Jul 18 2019
Hybrid unmanned aerial vehicles (UAVs) are drones possessing the advantages of both multi-copters and fixed-wing planes. These drones are designed to vertically take off and land in the same manner as multi-copters, yet also have the powerful aerodynamic performance and energy-saving competencies of traditional planes. As hybrid UAVs continue to advance, however, regulating them remotely is still a challenge.
Researchers from the MIT's Computer Science and Artificial Intelligence Lab (CSAIL) have come up with a new method to automatically design a mode-free, model-agnostic, AI-powered controller for any hybrid UAV.
The team will showcase their novel computational controller design at SIGGRAPH 2019, conducted between July 28th and August 1st in Los Angeles. This yearly conference highlights the world's leading creative minds, experts, and academics at the forefront of computer graphics and interactive methods.
To regulate hybrid UAVs, one system controls the vehicle's copter-model rotors for hovering and a different one controls the plane-model rotors for distance and speed. Undeniably, handling hybrid UAVs is tough because of the complexity of the flight dynamics of the vehicle. Usually, controllers have been developed manually and are a laborious process.
In this work, the researchers looked at how to automatically build one single controller for the various flight modes (gliding mode, copter mode, transition, etc.) and how to simplify the controller design technique for any UAV model, structure, or shape.
Designing a controller for such a hybrid design requires a high level of expertise and is labor intensive. With our automatic controller design method, any non-expert could input their new UAV model to the system, wait a few hours to compute the controller, and then have their own customized UAVs fly in the air. This platform can make hybrid UAVs far more accessible to everyone.

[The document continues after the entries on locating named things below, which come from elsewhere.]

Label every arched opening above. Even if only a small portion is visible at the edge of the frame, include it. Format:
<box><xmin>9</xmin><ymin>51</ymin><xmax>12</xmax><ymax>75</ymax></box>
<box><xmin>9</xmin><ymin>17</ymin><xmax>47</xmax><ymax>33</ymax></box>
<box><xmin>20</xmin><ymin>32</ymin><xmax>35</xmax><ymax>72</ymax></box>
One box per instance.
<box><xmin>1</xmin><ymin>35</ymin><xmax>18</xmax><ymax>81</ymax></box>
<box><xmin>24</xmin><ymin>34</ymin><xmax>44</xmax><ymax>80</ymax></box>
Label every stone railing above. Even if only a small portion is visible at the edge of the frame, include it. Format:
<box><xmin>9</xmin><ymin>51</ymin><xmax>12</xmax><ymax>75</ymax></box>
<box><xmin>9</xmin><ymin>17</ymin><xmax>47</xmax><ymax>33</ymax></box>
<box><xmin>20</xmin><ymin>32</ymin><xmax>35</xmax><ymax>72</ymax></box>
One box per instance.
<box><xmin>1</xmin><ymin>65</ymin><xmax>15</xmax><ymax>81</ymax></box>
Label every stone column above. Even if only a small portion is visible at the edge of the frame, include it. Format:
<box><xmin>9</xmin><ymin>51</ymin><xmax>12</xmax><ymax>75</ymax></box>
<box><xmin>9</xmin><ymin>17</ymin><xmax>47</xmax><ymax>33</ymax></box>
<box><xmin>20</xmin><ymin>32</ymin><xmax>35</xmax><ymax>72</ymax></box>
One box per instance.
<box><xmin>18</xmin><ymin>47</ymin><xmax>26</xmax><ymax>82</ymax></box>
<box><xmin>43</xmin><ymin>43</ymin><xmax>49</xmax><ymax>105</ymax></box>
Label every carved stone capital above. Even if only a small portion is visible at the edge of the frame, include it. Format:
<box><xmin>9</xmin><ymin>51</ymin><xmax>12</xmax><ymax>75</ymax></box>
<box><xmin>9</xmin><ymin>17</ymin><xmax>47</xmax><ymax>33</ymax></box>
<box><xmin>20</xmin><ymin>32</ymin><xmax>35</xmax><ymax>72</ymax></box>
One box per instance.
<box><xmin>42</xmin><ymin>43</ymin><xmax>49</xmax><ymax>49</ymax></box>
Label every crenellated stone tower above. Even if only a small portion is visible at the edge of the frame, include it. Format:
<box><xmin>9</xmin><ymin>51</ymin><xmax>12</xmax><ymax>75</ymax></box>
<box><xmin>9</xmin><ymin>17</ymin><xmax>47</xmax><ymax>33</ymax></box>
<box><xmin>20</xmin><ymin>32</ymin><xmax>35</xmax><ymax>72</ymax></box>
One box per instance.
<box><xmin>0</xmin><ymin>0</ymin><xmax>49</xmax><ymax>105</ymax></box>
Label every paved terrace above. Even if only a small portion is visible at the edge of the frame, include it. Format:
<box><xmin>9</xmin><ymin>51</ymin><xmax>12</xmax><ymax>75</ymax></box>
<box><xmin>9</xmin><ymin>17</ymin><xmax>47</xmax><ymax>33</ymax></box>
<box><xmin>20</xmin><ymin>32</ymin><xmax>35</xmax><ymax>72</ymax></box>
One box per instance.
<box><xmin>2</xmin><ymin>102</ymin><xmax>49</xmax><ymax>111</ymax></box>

Jie Xu, Researcher and Study Co-Author, CSAIL, MIT
The scientists’ technique contains a neural network-based controller design trained by reinforcement learning methods. In their new system, users primarily design the hybrid UAV’s geometry by choosing and matching parts from a provided data set. The design is then applied in a realistic simulator to mechanically measure and test the UAV's flight performance. Reinforcement learning algorithm is then applied to automatically learn a controller for the UAV to accomplish top performance in the high-fidelity simulation. The team positively validated their technique in simulation as well as in real flight tests.
With the continued popularity of hybrid UAVs—in the flight industry and military divisions, for example—there is a growing demand to streamline and automate controller design. In this project, the scientists intended to deliver a novel model-agnostic technique to automate the design of controllers for vehicles with very different configurations.
Going forward, the team plans to explore how to boost the maneuverability through enhanced geometry design (shape, positions of wings/rotors) so that it can help improve the flight performance of the UAV.